Он обнял ее: мягкий звук шелка о кожу. Через некоторое время я почувствовала их желание, как тонкий, едва уловимый аромат трав. Моя течка уже прошла, но все мое тело вдруг заболело от напряжения в мускулах — от желания.
Тогда мне не казалось странным то, что она хотела его несмотря на частые ссоры. Потом из своего опыта я узнала, что желание не зависит от каких-либо факторов. Теперь, когда я побывала женщиной, я не могу не удивляться, как им удавалось преодолевать непонимание и одиночество и всецело отдаваться друг другу. Возможно, они надеялись, что секс снова объединит их. Возможно, так и было.

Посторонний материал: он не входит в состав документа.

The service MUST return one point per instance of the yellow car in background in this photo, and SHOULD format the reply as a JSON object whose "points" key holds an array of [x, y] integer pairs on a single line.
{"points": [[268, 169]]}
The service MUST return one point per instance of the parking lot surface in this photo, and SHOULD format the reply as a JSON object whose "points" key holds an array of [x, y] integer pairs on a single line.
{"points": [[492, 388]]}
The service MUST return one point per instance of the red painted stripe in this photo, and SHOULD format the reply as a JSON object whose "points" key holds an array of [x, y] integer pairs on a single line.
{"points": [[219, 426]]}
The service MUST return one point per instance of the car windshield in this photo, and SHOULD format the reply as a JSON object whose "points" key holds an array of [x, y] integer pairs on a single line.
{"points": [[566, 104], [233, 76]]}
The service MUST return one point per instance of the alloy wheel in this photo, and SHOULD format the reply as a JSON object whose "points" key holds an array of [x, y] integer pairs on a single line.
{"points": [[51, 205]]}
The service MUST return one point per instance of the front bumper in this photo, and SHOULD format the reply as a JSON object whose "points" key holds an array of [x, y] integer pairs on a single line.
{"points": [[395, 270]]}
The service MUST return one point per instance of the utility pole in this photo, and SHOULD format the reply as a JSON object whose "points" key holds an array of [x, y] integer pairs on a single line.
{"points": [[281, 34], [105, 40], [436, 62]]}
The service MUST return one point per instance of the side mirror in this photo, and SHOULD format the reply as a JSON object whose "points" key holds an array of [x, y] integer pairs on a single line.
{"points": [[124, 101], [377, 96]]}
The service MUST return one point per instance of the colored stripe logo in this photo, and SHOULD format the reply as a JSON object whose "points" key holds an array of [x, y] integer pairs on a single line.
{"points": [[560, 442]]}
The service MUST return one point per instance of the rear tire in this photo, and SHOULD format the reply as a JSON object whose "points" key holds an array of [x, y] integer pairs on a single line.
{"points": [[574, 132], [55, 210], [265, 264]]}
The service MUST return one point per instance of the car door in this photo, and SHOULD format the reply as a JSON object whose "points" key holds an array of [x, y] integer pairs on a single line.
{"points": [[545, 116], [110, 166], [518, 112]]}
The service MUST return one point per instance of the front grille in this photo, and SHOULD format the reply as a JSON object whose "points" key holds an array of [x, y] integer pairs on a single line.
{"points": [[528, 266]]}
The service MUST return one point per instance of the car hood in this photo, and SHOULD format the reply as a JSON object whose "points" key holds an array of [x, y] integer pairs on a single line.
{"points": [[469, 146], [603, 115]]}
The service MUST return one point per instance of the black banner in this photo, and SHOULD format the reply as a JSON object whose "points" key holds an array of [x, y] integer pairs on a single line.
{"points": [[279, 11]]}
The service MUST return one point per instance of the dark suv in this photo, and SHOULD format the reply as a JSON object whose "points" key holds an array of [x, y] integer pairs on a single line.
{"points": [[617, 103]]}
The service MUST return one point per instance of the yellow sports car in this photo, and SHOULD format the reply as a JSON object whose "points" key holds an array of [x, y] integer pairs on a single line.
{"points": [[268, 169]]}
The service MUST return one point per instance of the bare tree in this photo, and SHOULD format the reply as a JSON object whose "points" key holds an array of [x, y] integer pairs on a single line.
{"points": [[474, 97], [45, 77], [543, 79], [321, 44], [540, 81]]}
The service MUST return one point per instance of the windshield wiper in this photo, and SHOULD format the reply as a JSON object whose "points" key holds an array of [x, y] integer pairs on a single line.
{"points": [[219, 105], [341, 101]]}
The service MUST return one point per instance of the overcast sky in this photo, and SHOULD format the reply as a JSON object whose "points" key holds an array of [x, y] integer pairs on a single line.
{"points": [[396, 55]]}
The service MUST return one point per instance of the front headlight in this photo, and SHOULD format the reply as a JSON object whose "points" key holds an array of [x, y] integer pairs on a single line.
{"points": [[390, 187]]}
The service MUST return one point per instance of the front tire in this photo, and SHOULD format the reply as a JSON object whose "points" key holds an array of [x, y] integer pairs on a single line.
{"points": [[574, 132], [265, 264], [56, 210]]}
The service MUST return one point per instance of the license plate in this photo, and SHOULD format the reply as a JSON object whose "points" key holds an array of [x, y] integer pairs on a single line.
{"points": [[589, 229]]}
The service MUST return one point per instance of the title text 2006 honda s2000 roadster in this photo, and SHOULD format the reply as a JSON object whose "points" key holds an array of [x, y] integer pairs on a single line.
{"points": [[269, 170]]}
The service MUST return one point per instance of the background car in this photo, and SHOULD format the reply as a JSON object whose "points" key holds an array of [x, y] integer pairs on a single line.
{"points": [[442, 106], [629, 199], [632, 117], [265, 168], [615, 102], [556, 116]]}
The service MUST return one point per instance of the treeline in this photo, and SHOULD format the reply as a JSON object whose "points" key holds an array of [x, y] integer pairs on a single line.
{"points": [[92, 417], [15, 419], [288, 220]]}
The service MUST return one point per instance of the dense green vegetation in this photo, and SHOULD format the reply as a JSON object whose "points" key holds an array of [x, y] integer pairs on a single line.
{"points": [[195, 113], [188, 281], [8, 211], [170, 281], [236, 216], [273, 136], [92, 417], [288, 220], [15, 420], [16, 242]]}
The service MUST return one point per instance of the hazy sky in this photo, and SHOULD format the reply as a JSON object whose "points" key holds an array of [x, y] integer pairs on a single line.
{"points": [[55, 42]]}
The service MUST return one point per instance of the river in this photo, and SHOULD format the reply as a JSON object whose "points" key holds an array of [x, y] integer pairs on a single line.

Тогда чего же я хотела от него? Все, что я тогда знала о близости, — это спаривание с Братом и Дедушкой; тепло моей семьи, когда они прижимались ко мне, свернувшись в норе; мгновение, когда я лежала у сердца Йошифуджи. Я хотела ощутить его дыхание, его тело так же близко, как тогда. Любое пространство между нами было слишком велико.
Я запрыгнула на веранду.
Боясь вздохнуть, я прокралась через чудные маленькие комнатки и коридорчики, через экраны и занавесы, туда, где находились Шикуджо и мой господин.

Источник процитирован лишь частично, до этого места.